More importantly, what I learned from the experience is that it isn’t hard to mix a drink. Some fresh ingredients, a little bit of prep work, and you’re all set. Making a cocktail is like having a chemistry set, except very few experiments go bad. Start with a good recipe, modify it to your taste, and it’s pretty tough to fail.
If you want to mix cocktails at home, a comprehensive bartender’s guide is worth having, and there are many to choose from. A manual like that is a good resource, as it covers a lot of bases, and makes life so much easier than searching online every time you want to make something special. One other book I would recommend is “3 Ingredient Cocktails” by Robert Simonson (Ten Speed Press), which will give you a list of classics that you can concoct quickly and with a minimum of fuss. The book also throws in a little history that can be interesting to retell.

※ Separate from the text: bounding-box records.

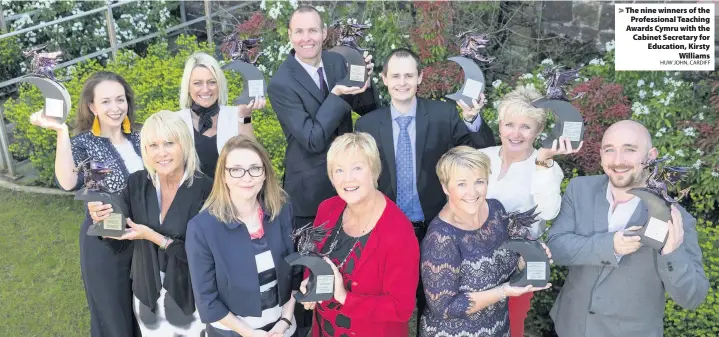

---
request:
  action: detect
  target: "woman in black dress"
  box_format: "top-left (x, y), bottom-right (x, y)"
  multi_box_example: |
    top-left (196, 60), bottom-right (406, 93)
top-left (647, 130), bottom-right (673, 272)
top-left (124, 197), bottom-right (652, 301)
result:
top-left (30, 72), bottom-right (142, 337)
top-left (88, 111), bottom-right (212, 337)
top-left (178, 52), bottom-right (265, 178)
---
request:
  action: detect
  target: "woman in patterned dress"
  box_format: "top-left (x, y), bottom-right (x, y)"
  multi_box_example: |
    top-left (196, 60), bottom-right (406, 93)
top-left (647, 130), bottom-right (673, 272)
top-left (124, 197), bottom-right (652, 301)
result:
top-left (31, 71), bottom-right (142, 337)
top-left (300, 132), bottom-right (419, 337)
top-left (187, 136), bottom-right (304, 337)
top-left (88, 111), bottom-right (212, 337)
top-left (419, 146), bottom-right (551, 337)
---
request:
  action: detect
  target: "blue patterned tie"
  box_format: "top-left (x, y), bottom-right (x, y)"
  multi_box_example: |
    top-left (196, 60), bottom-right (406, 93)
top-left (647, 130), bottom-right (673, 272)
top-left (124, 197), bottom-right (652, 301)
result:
top-left (395, 116), bottom-right (414, 214)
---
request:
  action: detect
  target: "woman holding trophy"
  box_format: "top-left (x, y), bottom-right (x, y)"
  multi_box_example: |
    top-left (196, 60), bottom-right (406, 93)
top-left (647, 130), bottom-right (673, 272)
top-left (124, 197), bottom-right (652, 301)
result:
top-left (480, 86), bottom-right (582, 337)
top-left (300, 132), bottom-right (419, 337)
top-left (419, 146), bottom-right (551, 337)
top-left (30, 71), bottom-right (142, 337)
top-left (178, 52), bottom-right (265, 178)
top-left (88, 111), bottom-right (212, 337)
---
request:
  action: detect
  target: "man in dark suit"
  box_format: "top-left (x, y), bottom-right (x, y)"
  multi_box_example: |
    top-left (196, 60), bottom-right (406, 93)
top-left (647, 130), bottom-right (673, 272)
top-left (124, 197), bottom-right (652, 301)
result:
top-left (267, 6), bottom-right (379, 230)
top-left (267, 6), bottom-right (379, 336)
top-left (355, 49), bottom-right (495, 328)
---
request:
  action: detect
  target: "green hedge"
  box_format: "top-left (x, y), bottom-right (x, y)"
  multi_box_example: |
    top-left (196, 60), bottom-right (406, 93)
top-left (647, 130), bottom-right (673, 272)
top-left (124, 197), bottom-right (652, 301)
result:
top-left (5, 36), bottom-right (285, 186)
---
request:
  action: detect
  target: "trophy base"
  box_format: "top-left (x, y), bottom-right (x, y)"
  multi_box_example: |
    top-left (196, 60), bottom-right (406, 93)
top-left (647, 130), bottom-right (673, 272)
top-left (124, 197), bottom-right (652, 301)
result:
top-left (75, 188), bottom-right (127, 238)
top-left (285, 253), bottom-right (335, 303)
top-left (624, 187), bottom-right (672, 250)
top-left (499, 240), bottom-right (551, 288)
top-left (329, 46), bottom-right (367, 90)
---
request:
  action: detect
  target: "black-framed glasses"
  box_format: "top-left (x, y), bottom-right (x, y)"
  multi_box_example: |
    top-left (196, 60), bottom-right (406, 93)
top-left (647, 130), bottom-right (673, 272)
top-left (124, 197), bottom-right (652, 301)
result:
top-left (225, 166), bottom-right (265, 178)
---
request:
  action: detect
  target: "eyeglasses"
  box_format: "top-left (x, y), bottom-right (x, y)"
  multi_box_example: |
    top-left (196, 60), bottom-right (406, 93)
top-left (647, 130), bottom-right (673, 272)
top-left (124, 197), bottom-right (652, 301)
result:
top-left (225, 166), bottom-right (265, 178)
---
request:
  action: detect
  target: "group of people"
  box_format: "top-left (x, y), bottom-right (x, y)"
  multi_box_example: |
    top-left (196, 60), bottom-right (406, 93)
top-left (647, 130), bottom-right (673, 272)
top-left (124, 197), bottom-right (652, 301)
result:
top-left (31, 6), bottom-right (709, 337)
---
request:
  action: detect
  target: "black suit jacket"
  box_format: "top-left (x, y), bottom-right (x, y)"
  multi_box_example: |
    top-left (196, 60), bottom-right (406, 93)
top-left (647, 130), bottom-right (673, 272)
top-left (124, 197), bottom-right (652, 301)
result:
top-left (355, 97), bottom-right (496, 222)
top-left (267, 50), bottom-right (379, 217)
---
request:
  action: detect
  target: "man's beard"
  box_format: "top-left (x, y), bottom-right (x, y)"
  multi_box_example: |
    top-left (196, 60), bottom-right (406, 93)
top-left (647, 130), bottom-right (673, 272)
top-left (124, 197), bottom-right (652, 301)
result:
top-left (609, 166), bottom-right (647, 188)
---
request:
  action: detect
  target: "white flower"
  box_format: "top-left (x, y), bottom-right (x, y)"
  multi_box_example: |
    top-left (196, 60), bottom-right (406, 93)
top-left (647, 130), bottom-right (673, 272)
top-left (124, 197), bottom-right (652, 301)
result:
top-left (632, 102), bottom-right (649, 115)
top-left (604, 40), bottom-right (615, 52)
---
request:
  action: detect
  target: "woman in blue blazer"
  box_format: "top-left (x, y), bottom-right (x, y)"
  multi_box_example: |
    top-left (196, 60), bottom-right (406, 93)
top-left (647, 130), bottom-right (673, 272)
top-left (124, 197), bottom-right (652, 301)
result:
top-left (186, 136), bottom-right (300, 337)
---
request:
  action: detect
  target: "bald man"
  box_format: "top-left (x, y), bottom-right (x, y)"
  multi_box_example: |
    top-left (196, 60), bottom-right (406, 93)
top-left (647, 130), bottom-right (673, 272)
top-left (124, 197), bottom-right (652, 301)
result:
top-left (547, 121), bottom-right (709, 337)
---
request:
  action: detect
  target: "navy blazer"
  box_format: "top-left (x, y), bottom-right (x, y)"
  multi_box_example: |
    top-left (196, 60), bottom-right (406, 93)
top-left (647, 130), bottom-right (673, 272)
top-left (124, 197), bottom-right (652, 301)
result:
top-left (185, 203), bottom-right (301, 324)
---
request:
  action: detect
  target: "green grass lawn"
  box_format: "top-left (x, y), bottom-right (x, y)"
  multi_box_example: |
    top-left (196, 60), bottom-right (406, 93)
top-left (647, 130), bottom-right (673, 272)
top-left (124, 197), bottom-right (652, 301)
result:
top-left (0, 189), bottom-right (90, 337)
top-left (0, 189), bottom-right (422, 337)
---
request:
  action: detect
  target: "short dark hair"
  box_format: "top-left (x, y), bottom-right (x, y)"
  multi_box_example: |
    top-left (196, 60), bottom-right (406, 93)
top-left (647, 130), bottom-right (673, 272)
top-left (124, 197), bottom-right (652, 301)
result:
top-left (382, 48), bottom-right (422, 75)
top-left (287, 5), bottom-right (325, 29)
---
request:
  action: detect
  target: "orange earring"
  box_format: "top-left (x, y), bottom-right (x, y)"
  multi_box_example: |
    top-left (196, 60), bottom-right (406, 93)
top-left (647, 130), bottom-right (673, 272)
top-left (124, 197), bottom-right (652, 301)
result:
top-left (92, 115), bottom-right (102, 137)
top-left (122, 116), bottom-right (132, 134)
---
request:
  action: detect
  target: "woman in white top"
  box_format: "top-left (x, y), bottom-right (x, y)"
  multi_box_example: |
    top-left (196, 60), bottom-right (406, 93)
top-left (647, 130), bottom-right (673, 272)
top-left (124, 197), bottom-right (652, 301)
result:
top-left (179, 52), bottom-right (265, 178)
top-left (480, 86), bottom-right (582, 337)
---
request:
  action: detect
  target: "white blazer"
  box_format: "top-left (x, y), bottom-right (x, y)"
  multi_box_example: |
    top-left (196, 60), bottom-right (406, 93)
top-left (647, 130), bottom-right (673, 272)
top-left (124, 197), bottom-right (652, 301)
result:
top-left (177, 105), bottom-right (240, 153)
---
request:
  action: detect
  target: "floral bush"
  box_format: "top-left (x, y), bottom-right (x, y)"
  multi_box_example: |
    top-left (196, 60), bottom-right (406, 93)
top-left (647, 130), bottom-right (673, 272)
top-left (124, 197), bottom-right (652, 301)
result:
top-left (0, 0), bottom-right (179, 89)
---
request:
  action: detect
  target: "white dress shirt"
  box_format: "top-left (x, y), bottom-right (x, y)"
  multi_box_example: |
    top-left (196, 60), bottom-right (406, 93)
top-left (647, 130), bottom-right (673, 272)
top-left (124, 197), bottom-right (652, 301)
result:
top-left (480, 146), bottom-right (564, 236)
top-left (295, 54), bottom-right (332, 91)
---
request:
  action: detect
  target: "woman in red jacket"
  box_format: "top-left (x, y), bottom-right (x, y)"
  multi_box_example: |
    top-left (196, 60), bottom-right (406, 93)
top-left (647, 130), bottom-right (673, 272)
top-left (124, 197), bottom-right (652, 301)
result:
top-left (300, 132), bottom-right (419, 337)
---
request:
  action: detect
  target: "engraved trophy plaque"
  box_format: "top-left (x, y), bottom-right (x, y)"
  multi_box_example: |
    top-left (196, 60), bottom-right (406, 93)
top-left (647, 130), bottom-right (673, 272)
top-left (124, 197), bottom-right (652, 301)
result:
top-left (445, 32), bottom-right (494, 107)
top-left (19, 45), bottom-right (71, 124)
top-left (222, 32), bottom-right (267, 105)
top-left (75, 159), bottom-right (127, 237)
top-left (499, 206), bottom-right (551, 288)
top-left (285, 223), bottom-right (335, 302)
top-left (624, 158), bottom-right (689, 250)
top-left (532, 65), bottom-right (585, 149)
top-left (325, 20), bottom-right (369, 90)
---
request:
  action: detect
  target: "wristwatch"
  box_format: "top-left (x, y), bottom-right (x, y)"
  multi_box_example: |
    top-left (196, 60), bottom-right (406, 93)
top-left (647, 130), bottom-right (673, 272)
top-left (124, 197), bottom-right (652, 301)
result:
top-left (534, 159), bottom-right (554, 168)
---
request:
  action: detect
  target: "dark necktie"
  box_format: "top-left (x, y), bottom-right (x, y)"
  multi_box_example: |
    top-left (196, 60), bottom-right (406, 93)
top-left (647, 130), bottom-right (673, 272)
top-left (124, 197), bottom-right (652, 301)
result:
top-left (317, 67), bottom-right (330, 98)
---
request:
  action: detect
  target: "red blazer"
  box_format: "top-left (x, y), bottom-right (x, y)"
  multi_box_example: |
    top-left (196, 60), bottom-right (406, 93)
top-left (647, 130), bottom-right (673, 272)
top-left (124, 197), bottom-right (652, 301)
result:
top-left (312, 196), bottom-right (419, 337)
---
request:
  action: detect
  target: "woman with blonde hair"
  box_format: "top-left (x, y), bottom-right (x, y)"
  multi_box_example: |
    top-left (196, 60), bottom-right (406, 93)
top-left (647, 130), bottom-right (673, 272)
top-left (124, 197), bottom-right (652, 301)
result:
top-left (481, 85), bottom-right (582, 337)
top-left (178, 52), bottom-right (265, 177)
top-left (419, 146), bottom-right (551, 337)
top-left (187, 136), bottom-right (299, 337)
top-left (30, 71), bottom-right (142, 337)
top-left (300, 132), bottom-right (419, 337)
top-left (88, 111), bottom-right (212, 337)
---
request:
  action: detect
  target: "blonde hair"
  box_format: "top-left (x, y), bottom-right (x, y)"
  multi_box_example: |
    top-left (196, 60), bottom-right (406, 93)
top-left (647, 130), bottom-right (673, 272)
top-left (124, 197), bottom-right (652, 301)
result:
top-left (202, 135), bottom-right (287, 223)
top-left (436, 145), bottom-right (492, 186)
top-left (140, 110), bottom-right (200, 186)
top-left (497, 84), bottom-right (547, 132)
top-left (180, 52), bottom-right (227, 109)
top-left (327, 132), bottom-right (382, 188)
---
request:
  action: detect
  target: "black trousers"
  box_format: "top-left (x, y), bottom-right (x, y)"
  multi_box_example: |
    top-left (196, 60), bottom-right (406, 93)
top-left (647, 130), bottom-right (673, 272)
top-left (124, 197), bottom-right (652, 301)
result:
top-left (294, 216), bottom-right (315, 337)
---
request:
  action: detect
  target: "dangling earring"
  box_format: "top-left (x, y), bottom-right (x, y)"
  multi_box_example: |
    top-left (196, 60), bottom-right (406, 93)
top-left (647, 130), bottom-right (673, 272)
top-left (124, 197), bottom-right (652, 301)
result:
top-left (122, 116), bottom-right (132, 134)
top-left (92, 115), bottom-right (102, 137)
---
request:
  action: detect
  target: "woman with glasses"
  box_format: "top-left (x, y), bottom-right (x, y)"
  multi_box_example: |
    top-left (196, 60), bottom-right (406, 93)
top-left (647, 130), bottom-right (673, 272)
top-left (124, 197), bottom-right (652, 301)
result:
top-left (178, 52), bottom-right (265, 178)
top-left (187, 136), bottom-right (300, 337)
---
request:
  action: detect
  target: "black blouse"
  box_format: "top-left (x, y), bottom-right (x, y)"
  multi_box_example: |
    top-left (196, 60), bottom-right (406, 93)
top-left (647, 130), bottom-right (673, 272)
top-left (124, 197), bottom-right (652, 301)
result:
top-left (116, 170), bottom-right (212, 315)
top-left (193, 129), bottom-right (220, 179)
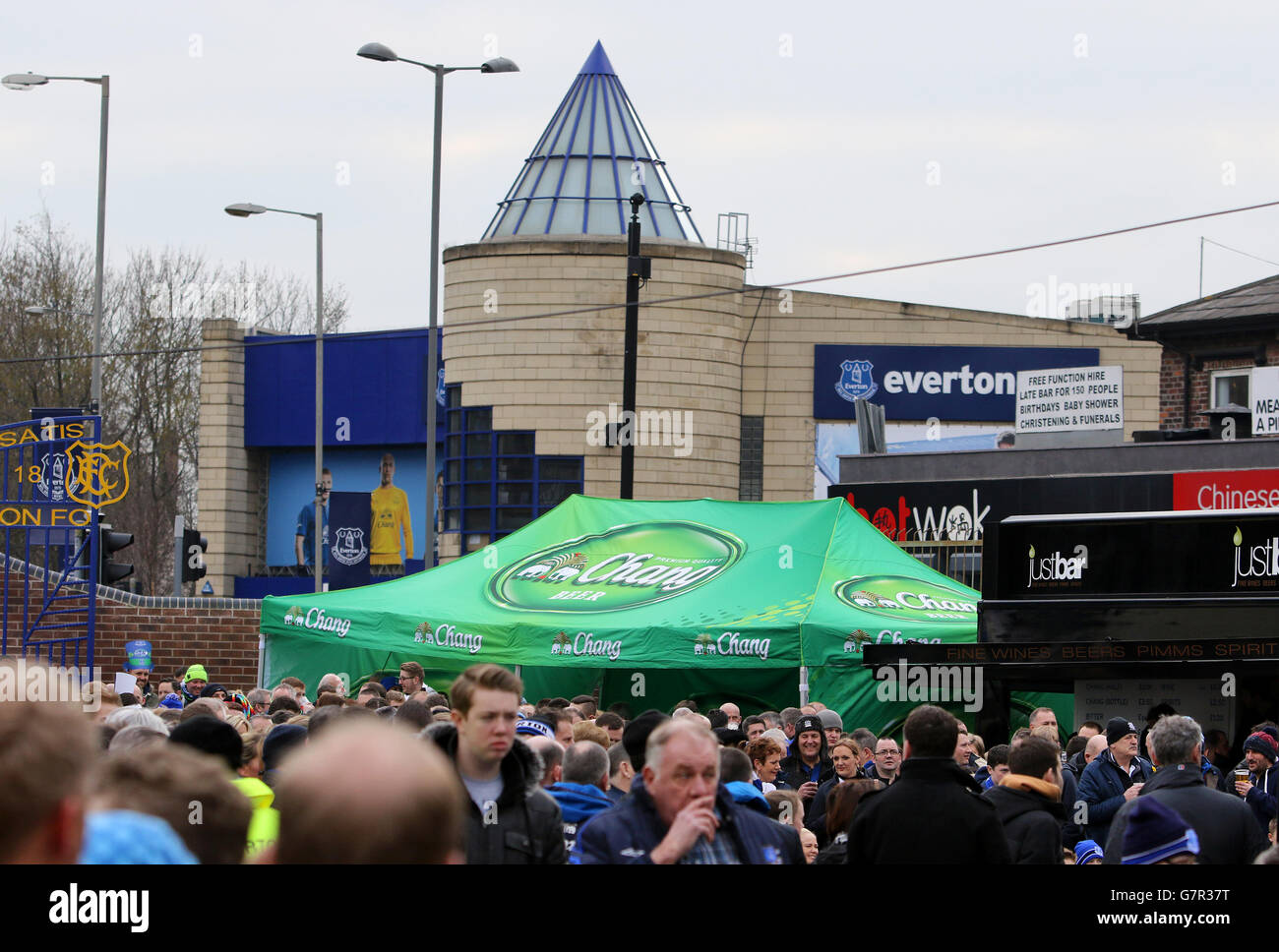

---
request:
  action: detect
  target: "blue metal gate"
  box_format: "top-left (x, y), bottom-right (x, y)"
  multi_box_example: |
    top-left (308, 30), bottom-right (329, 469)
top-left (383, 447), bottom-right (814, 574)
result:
top-left (0, 415), bottom-right (102, 670)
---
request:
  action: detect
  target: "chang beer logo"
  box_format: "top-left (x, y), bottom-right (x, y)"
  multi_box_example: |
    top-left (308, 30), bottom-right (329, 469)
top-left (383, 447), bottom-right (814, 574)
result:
top-left (551, 631), bottom-right (622, 661)
top-left (694, 631), bottom-right (772, 661)
top-left (835, 575), bottom-right (977, 624)
top-left (844, 628), bottom-right (871, 654)
top-left (284, 606), bottom-right (350, 637)
top-left (487, 521), bottom-right (746, 608)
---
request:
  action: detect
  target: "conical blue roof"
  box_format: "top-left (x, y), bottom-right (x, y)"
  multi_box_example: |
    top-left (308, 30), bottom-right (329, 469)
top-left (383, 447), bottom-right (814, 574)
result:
top-left (483, 42), bottom-right (702, 242)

It’s nice to mix something up for yourself, and it’s also really fun to do it for other people. Having a well-prepared cocktail or two can really round out a dinner party – it’s a treat for your guests as they walk in, and it sets a nice tone for the entire evening. The prep time to get the ingredients together can take as little as fifteen minutes, and most cocktails can be made in advance – you need only stir and pour when it comes time to serve them.
What about when you go out? Signature cocktails have become a staple at most watering holes, and it does show that they care about being creative. Still, I want a bar to have the same standards that I have at home: fresh ingredients, few sweeteners, drinks mixed to order. A good indication is a bowl of citrus and bottles of juices. I also like to see a rack of ‘potions’ – the various bitters and mixtures used in cocktails, lined up on the bar. If all of the mixes are coming from the rail beneath the bar, I start to worry.
It’s OK to be particular about what you’re drinking. People think nothing of asking whether there is cream in the soup, how the fish is prepared, or if they can have green beans instead of asparagus. Why not be as discerning with a cocktail? Ask if the ingredients are fresh. If they are using Rose’s Lime Juice (which is more high-fructose sweetener than it is lime), tell them you don’t want it. Given what you pay for a cocktail at most restaurants, you deserve the same quality with your drink as you expect with your meal.
And lastly, thirty years living in Rye. We raised a family, lived in two great neighborhoods, made a ton of friends (who will keep us on the invitee list, we hope), and became part of a very nice community. We leave on a high note.
To warm houses and happy children. Cheers to all.